After two years of hints and clues Ed Brubaker finally set about returning Steve Rogers to the Marvel continuity, but there’s a surprise for anyone following the series sequentially. Instead of the character-based art of Steve Epting and successors, there’s the full-on widescreen action style of Bryan Hitch. Were that the only glitch it would merely qualify as an anomaly, after all the return of Steve Rogers from the dead was an event, and Hitch is certainly an event artist. Major events, however, fall outwith Brubaker’s strengths as a writer. He’s at his absolute best constructing a larger picture from well conceived character moments leading step by step to a resolution and straying from the formula provides an altogether less satisfying experience.

Brubaker stamps this story firmly into the contemporary Marvel continuity. This means a raging Norman Osborn heading the security forces, groups of Thunderbolts and Avengers centre stage, and assorted cameos. Simultaneously we have Captain America’s greatest hits as Steve Rogers re-lives pivotal elements of his star-spangled past amid working his way back to the present. And therein lie further problems. For starters it’s very similar to a J. Michael Straczynski story from five years previously found in the Spider-Man collection Happy Birthday. Events portrayed in Captain America: Civil War set up the return before Steve Rogers was supposedly killed, yet the explanation is muddy, the technobabble unsound and the credulity strained. With most regular readers glad to have Steve Rogers back, perhaps this can be glossed over.

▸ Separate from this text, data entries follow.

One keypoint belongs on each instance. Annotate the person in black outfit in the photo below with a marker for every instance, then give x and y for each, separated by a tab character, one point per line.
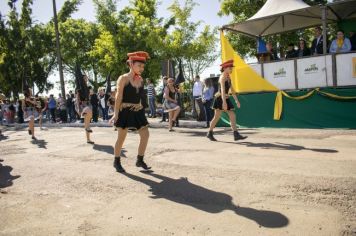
94	101
272	54
303	50
317	43
164	114
291	52
129	111
222	101
20	118
83	107
353	40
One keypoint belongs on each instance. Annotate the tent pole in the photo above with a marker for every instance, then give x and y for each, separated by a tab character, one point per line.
323	18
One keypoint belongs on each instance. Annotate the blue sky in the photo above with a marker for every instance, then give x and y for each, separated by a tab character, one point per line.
206	11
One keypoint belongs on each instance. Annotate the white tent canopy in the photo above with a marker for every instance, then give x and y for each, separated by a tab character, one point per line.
278	16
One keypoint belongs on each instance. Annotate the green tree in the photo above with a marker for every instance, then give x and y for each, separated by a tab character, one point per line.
25	54
196	50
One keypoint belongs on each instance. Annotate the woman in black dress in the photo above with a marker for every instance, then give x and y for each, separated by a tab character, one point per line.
30	107
129	110
222	101
83	107
170	103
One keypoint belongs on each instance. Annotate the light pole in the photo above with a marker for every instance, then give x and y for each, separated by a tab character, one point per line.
59	58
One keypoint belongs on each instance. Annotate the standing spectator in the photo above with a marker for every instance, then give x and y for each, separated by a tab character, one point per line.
303	50
291	52
52	105
103	103
62	108
164	114
20	118
70	108
151	93
94	101
208	97
12	112
272	54
170	103
340	44
317	43
353	40
197	94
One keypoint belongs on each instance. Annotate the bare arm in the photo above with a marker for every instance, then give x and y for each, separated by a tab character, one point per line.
222	86
234	95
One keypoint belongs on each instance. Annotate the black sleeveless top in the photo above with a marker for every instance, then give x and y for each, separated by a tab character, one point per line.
28	104
227	86
132	94
171	94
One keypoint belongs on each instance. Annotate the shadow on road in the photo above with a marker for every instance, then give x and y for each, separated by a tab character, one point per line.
5	176
183	192
40	143
282	146
108	149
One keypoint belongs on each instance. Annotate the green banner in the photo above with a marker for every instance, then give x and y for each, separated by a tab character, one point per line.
316	111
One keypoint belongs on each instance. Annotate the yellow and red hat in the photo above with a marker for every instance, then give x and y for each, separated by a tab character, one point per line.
226	64
138	56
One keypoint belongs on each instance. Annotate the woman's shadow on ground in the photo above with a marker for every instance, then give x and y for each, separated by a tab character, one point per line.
108	149
6	179
183	192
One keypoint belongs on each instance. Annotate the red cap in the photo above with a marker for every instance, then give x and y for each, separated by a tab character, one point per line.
138	56
229	63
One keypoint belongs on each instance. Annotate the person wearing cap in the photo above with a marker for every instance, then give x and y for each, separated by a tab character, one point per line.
129	109
222	102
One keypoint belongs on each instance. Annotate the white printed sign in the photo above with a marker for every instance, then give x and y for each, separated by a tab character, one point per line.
280	74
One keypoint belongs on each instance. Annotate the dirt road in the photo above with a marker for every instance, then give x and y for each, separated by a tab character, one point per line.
276	182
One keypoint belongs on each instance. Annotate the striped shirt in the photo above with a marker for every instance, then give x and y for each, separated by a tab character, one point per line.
150	90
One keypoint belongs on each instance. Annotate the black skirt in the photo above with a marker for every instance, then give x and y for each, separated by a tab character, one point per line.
132	120
218	103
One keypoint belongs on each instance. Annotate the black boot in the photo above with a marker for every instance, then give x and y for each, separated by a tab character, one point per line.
118	166
238	136
211	136
141	163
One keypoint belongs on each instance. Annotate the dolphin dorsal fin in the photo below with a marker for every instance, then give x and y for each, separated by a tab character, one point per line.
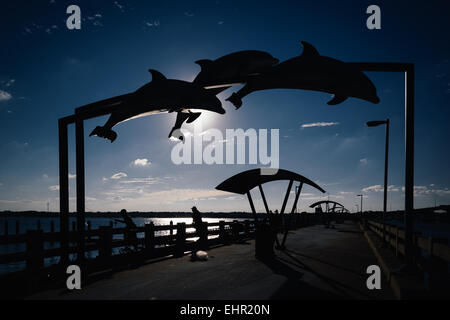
309	50
156	75
204	63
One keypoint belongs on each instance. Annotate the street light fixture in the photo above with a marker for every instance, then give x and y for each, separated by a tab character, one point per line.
386	155
360	195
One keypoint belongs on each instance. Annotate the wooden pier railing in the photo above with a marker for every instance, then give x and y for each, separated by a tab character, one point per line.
109	248
431	255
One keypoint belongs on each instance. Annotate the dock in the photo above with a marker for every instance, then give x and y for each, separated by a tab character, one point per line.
318	263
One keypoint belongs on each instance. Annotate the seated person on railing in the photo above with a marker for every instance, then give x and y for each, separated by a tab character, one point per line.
130	234
198	224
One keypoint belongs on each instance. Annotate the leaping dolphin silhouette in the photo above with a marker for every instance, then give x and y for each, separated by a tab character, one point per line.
311	71
158	96
234	68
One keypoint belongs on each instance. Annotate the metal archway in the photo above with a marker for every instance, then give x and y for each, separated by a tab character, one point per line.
336	205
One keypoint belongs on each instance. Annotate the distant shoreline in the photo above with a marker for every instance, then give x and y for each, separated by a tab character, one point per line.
43	214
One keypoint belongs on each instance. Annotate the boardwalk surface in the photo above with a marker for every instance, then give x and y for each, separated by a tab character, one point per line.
318	263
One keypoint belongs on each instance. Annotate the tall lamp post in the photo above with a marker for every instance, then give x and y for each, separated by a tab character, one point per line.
360	195
386	156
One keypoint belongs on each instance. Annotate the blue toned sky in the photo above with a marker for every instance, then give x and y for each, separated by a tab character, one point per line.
47	70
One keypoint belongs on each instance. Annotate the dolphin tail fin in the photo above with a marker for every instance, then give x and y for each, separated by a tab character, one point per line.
193	116
104	133
235	100
337	98
204	63
216	91
181	118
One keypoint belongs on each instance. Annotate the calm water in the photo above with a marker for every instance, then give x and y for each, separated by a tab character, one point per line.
31	223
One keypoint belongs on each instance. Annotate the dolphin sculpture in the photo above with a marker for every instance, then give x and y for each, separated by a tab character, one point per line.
231	69
311	71
158	96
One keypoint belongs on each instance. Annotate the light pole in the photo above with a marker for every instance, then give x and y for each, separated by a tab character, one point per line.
360	195
386	156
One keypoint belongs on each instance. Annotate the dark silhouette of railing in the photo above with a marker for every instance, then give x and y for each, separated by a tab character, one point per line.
153	243
431	255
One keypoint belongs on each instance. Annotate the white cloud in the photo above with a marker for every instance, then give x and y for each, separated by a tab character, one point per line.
118	5
319	124
147	181
5	96
141	162
118	175
375	188
152	23
10	82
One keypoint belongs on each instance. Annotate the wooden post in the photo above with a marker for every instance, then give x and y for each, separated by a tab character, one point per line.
235	230
203	241
223	235
396	241
106	237
149	240
181	239
79	145
247	228
63	190
35	251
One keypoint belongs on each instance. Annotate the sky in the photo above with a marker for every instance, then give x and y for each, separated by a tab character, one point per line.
47	70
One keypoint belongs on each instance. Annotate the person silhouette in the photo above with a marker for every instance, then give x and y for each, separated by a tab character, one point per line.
130	234
200	229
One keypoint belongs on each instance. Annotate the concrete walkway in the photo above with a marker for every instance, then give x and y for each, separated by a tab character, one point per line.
318	263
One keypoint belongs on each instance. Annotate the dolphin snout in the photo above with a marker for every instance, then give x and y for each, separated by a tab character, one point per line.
375	99
221	110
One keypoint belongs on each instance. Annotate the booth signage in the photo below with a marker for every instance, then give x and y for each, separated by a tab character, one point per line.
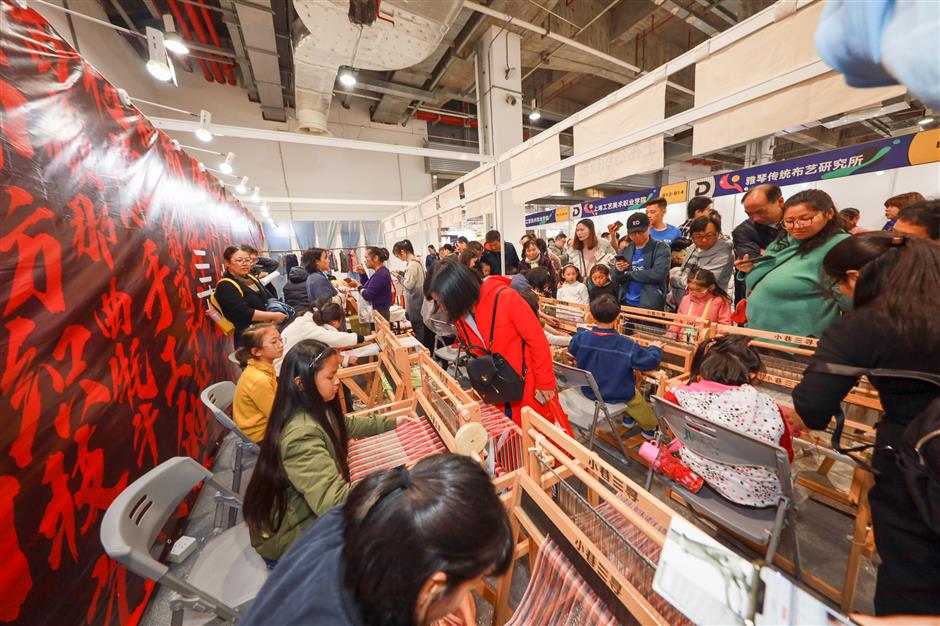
885	154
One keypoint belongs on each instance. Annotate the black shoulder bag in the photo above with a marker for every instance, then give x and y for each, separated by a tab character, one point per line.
918	451
490	374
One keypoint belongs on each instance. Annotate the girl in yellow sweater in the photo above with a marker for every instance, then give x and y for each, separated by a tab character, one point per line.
254	396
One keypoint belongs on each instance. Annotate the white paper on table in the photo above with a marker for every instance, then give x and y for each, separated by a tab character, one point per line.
709	583
371	349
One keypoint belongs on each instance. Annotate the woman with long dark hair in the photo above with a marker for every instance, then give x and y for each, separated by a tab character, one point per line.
481	309
786	292
302	470
587	249
894	284
405	550
241	297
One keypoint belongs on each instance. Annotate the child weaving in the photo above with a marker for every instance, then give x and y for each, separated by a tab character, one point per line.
261	345
722	372
573	290
611	359
704	299
302	469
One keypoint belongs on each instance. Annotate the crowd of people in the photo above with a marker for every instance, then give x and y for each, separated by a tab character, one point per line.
796	266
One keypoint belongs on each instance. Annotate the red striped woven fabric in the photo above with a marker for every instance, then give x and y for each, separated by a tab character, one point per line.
506	438
408	443
557	595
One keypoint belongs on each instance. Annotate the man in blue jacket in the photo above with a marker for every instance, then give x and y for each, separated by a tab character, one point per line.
611	359
642	267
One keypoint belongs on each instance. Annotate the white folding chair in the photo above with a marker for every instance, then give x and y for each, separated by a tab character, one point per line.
568	377
760	525
218	398
227	574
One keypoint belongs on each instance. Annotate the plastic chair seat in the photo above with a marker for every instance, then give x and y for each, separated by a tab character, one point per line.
753	523
229	569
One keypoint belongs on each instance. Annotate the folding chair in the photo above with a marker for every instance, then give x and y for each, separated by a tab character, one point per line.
761	526
574	378
227	574
218	398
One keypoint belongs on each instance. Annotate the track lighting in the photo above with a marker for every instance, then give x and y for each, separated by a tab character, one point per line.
534	116
159	64
226	166
171	39
203	133
347	78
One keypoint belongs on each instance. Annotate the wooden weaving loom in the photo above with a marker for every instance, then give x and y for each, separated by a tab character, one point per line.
593	537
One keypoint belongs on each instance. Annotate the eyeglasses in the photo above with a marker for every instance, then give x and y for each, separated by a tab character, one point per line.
800	221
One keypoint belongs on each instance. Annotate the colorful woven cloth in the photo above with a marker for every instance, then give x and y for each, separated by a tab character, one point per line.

So with Brubaker outside his comfort zone does Hitch pick up the slack? Sadly, no. Whether rushed by deadline, a theory fortified by uncharacteristically slapdash figurework in places, or not particularly interested, Hitch seems on autopilot. No other comic artist has conveyed the sense of awe about a giant-sized superhero that he managed in the Ultimates, yet provided with a gigantic Red Skull rampaging through Washington’s monuments Hitch opts for close-up instead of distance. The Avengers dealing with dozens of M.O.D.O.Ks receives similarly cramped treatment and some flashbacks are reduced to stock scenes. Anyone working their way through Brubaker’s run on Captain America is hardly likely to skip this volume, but will it ever be looked at a second time?

The UK edition of Reborn also includes relevant portions of Captain America 600 preceding the main story.